Apparently fans went out of their way to give the Baylor faithful upscale party favors. Then, “after they had won and stormed the field, multiple BYU fans said some version of ‘I’m really sorry that you guys didn’t pull it out’ despite it being THEIR team that had just won the game! Like I said, it would have been weird if it was fake, but I don’t think it was. They’re just nice people…”
For anyone paying attention to BYU headlines of late, all this can feel like Dickens fan fiction: a tale of two universities — “it was the age of wisdom, it was the age of foolishness, it was the epoch of belief, it was the epoch of incredulity.” Indeed, up until Saturday’s (er Sunday’s) thrilling double-overtime victory against the ninth-ranked Bears, the conversation swirling around Provo focused on the troubling allegations that BYU fans repeatedly racially heckled a Duke volleyball player.
A nonstudent BYU fan was banned. Sports stars and commentators weighed in. Dozens of stories were dispatched.
“If you’re BYU, you’re in the eye of the storm now. What’s your student body like? What’s your faculty like? What’s your administration like? I don’t know the answer but there’s a whole lot of people who think they do now,” the fiery commentator Steven A. Smith said on ESPN’s aptly named “First Take.”

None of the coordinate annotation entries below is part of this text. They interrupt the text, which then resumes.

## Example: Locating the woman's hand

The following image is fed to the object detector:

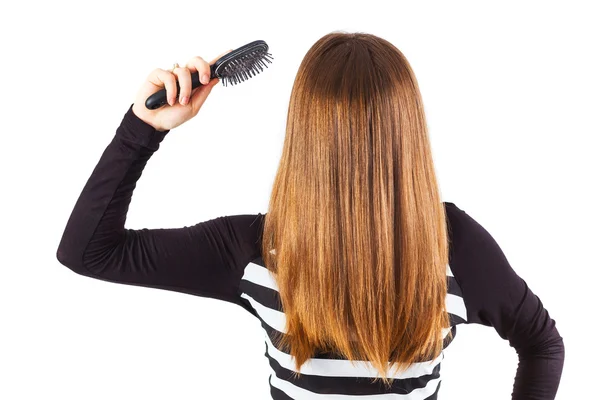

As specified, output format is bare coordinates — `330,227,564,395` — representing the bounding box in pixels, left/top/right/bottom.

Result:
132,50,232,131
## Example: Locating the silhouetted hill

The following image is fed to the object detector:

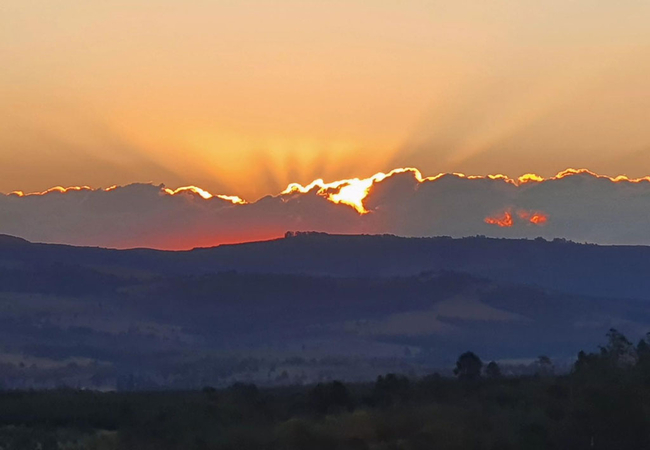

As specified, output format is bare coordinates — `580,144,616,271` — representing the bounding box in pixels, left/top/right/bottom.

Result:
0,233,650,388
0,233,650,298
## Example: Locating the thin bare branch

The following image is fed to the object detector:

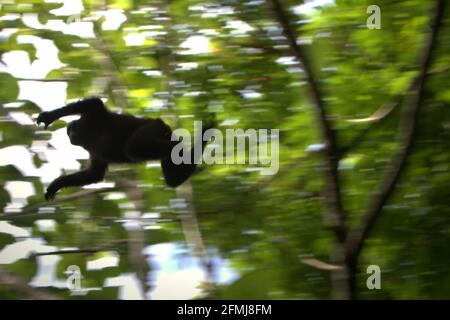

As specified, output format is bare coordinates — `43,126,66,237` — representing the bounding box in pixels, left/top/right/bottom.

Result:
268,0,346,243
347,0,445,260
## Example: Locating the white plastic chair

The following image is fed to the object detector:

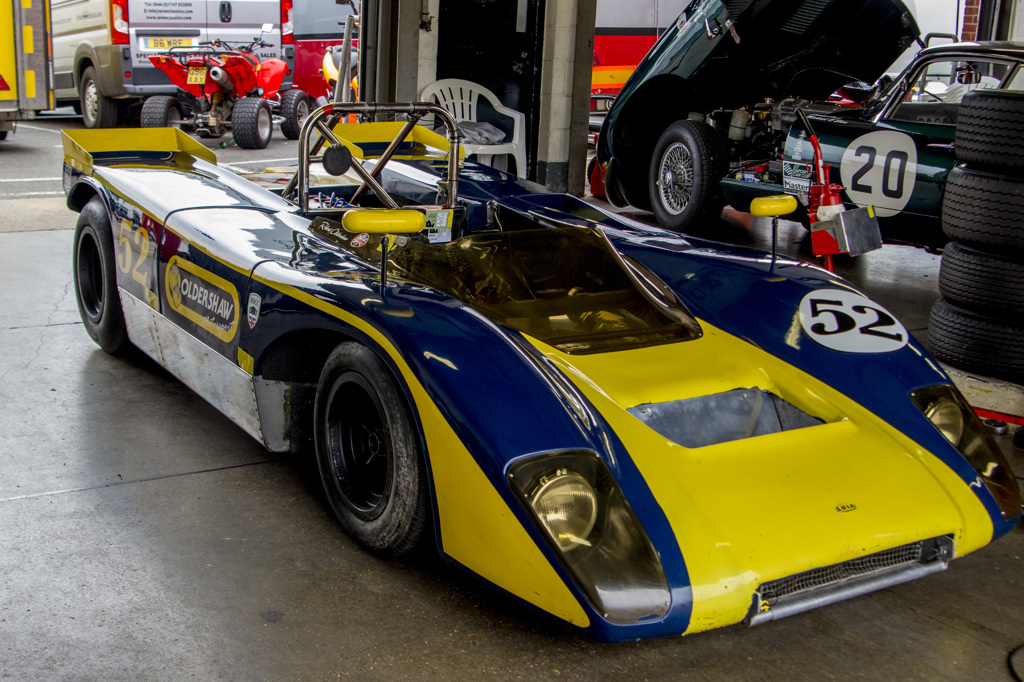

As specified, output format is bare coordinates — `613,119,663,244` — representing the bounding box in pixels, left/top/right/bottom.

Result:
422,78,526,177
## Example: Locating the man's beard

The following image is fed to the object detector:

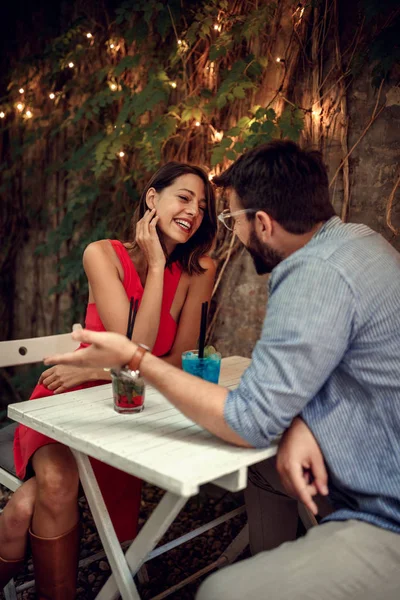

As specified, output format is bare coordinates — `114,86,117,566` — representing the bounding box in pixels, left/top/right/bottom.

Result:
246,227,284,275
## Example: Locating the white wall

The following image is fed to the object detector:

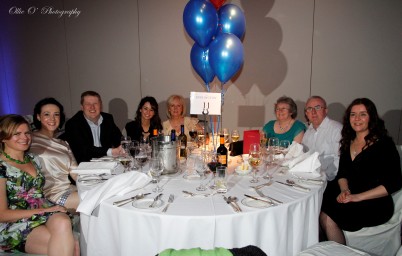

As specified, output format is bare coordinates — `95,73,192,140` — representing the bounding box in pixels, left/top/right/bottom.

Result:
0,0,402,144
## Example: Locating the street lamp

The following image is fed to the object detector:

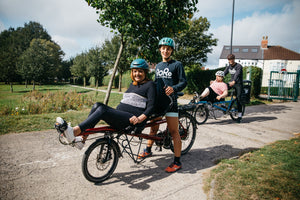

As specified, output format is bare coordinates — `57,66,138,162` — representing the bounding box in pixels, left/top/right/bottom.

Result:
230,0,235,54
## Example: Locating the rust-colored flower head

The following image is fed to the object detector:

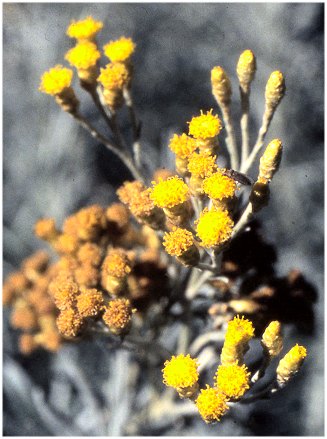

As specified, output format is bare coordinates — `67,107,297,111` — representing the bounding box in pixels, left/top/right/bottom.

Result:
101,248,132,296
103,299,135,335
18,333,37,355
77,287,103,317
57,308,84,338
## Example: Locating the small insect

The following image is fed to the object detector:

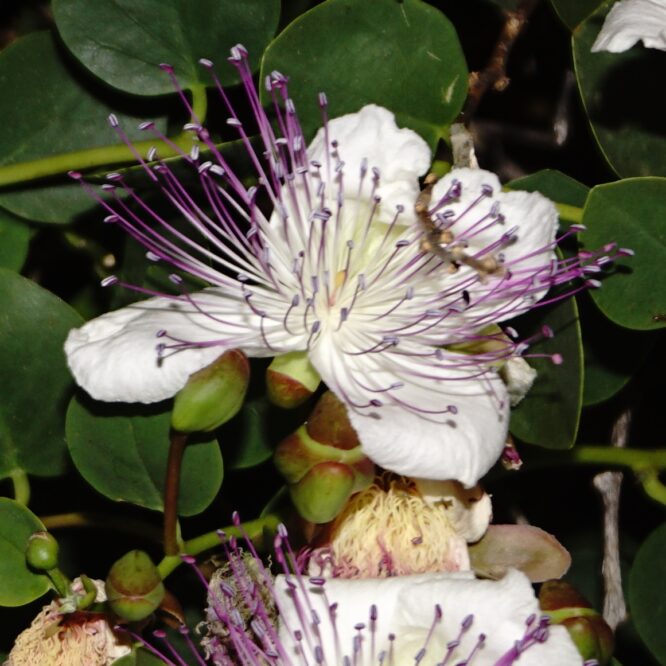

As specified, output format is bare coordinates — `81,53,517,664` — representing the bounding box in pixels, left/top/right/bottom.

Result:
414,173,503,281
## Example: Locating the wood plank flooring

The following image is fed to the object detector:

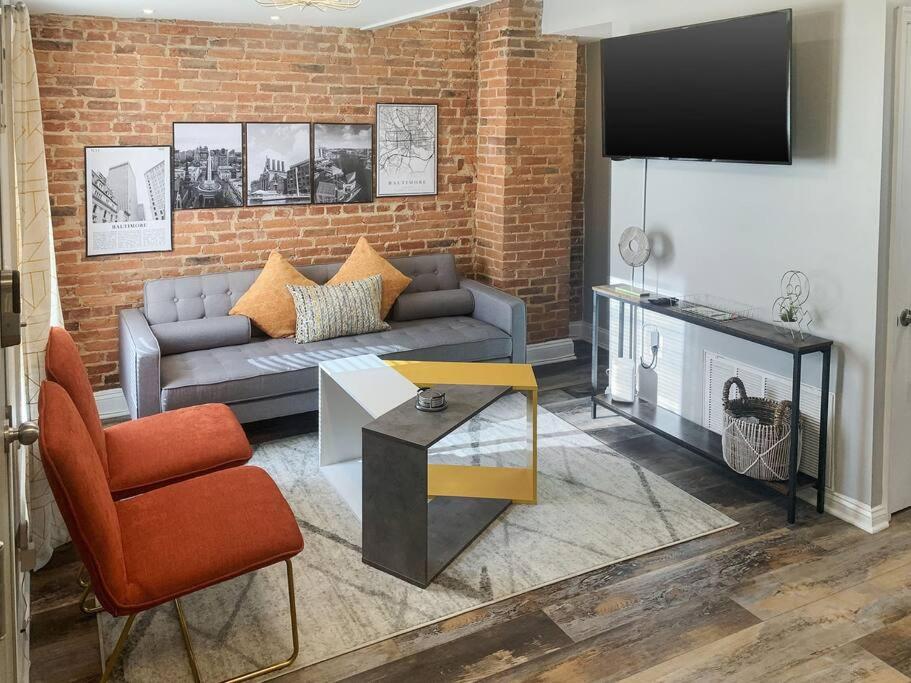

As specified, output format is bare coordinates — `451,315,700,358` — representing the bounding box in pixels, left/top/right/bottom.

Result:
26,344,911,683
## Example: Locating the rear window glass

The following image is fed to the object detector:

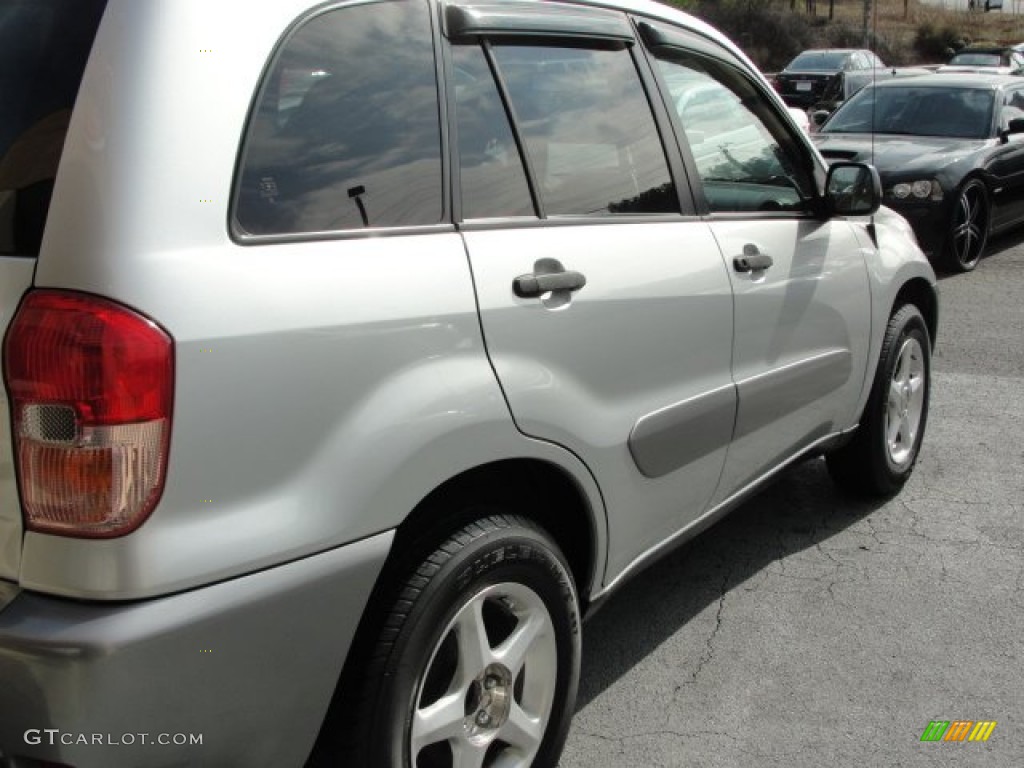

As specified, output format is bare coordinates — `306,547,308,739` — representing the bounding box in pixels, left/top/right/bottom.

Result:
0,0,106,256
785,51,850,72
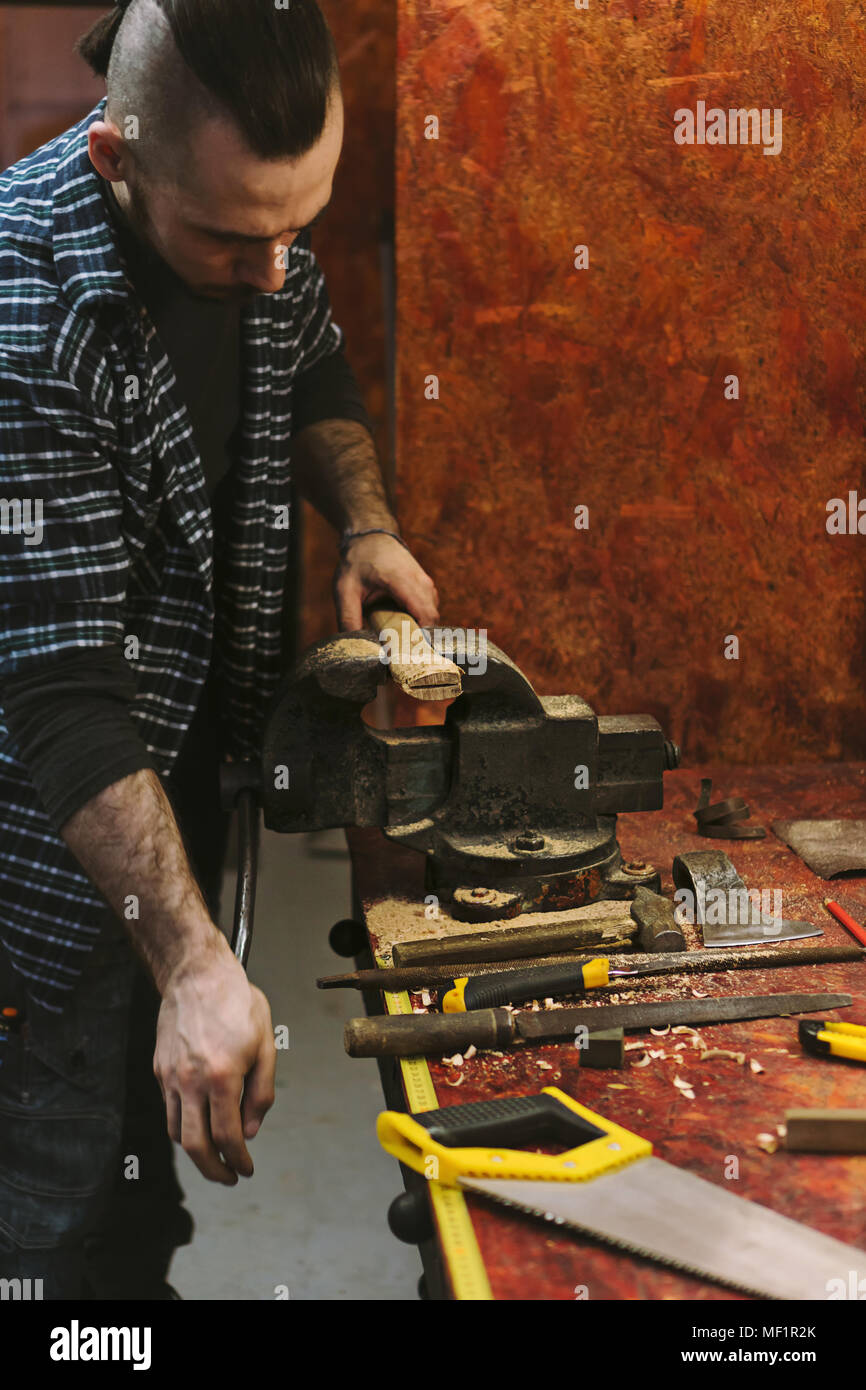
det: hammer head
[631,888,685,951]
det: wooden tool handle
[367,599,463,699]
[343,1009,513,1056]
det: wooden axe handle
[367,599,463,701]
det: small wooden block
[785,1111,866,1154]
[580,1029,626,1068]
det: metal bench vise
[221,631,680,956]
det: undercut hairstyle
[76,0,339,174]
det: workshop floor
[171,831,421,1301]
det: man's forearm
[60,769,227,994]
[292,420,398,532]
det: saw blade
[513,994,853,1040]
[460,1158,866,1301]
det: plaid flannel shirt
[0,99,343,1011]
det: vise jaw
[224,631,678,922]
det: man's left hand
[334,535,439,632]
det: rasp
[345,994,853,1056]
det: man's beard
[112,183,254,303]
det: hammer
[631,887,685,951]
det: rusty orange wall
[398,0,866,762]
[300,0,396,646]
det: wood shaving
[674,1076,695,1101]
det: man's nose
[235,235,295,295]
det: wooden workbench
[348,763,866,1301]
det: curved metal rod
[232,787,260,970]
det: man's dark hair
[76,0,339,160]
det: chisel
[343,994,853,1056]
[316,945,866,991]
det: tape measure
[377,960,493,1302]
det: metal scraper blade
[702,913,824,947]
[460,1158,866,1301]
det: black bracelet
[339,525,409,559]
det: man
[0,0,438,1298]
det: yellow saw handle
[375,1086,652,1187]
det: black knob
[328,917,367,956]
[388,1187,432,1245]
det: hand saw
[377,1086,866,1300]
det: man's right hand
[153,929,277,1187]
[61,767,277,1187]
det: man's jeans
[0,686,229,1298]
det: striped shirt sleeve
[0,354,129,674]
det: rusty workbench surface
[348,763,866,1300]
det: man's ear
[88,121,129,183]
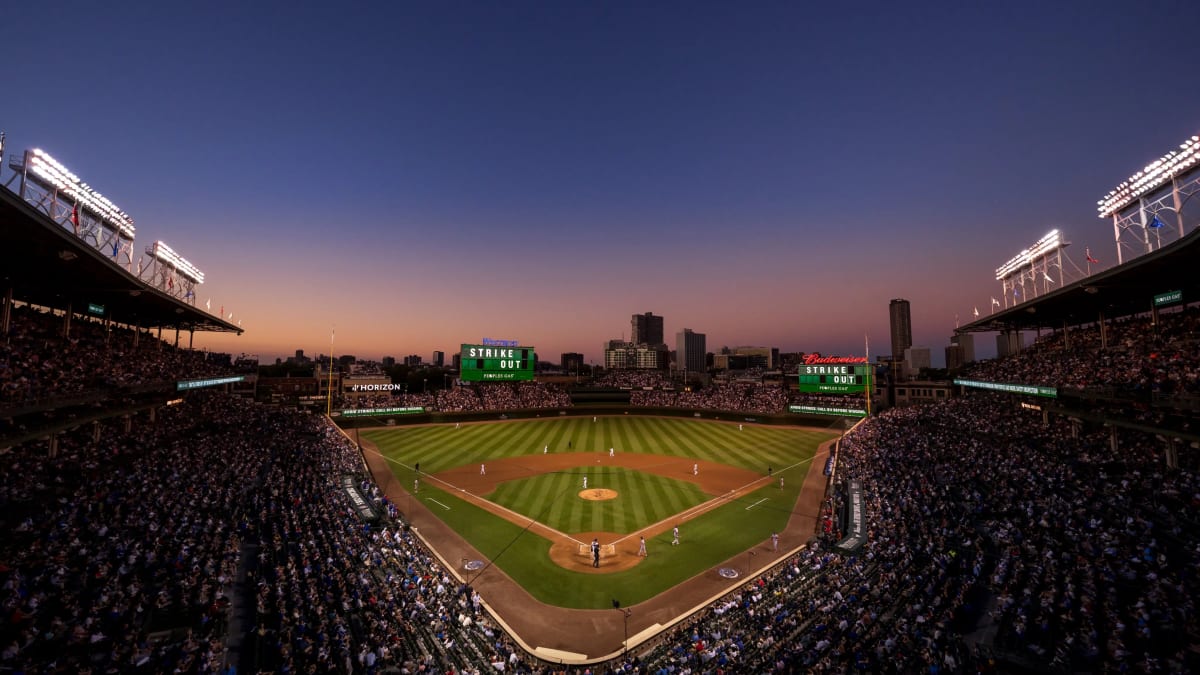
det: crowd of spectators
[0,391,248,673]
[0,299,1200,675]
[644,394,1200,673]
[333,382,571,412]
[629,383,787,414]
[589,369,674,389]
[0,393,566,674]
[964,305,1200,396]
[0,305,229,408]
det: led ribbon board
[787,406,866,417]
[954,378,1058,399]
[458,345,534,382]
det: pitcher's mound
[580,488,617,502]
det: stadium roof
[956,228,1200,333]
[0,182,242,334]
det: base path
[362,429,834,658]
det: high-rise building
[676,328,708,372]
[629,312,662,345]
[888,299,912,362]
[947,333,974,368]
[560,352,583,372]
[604,340,668,370]
[904,347,932,377]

But with each day, new reporting came to light. A police officer positioned by the fans couldn’t corroborate the allegations. The nonstudent fan who was banned was eventually cleared. BYU reviewed hours of raw video and audio, and a weekslong investigation interviewed more than 50 people at the match from BYU and Duke. Two weeks in, there was no corroborating evidence. BYU issued multiple calls for anyone with evidence to bring it forward.
After BYU concluded its investigation, ESPN’s Smith walked back his rhetoric and CNN’s John Avlon tapped the brakes on the story during an on-air segment titled “Upon Further Review.”
But now, suddenly, after its upset of Baylor, BYU is in the national spotlight for a much different reason. And if BYU keeps playing the way it did on Saturday, this season could — possibly, hopefully, maybe — turn into something special.
But more important could be the fan culture that emerges out of BYU’s recent pressure cooker.
It’s something BYU superfan Sheri Dew — yes, the Sheri Dew — has been talking about for years.
“BYU should be the kind of place where fans from other universities travel to Provo for an away game and they go to dinner the night before and BYU fans see them and welcome them to Provo and even pick up their check.” And then, she adds with a smile, “BYU squashes you like a bug on the field. Let’s let our teams do all the ‘talking’ on the field and the court.”
That’s the culture she encountered in Lincoln, Nebraska. “Nicest fanbase in the world, and then they take it to you on the field.”
Ted Lassos. A whole stadium full of them. Sounds collegial. Sounds respectful. Sounds funny.
And sounds loud.
It may even cause a few false starts for the opposing team.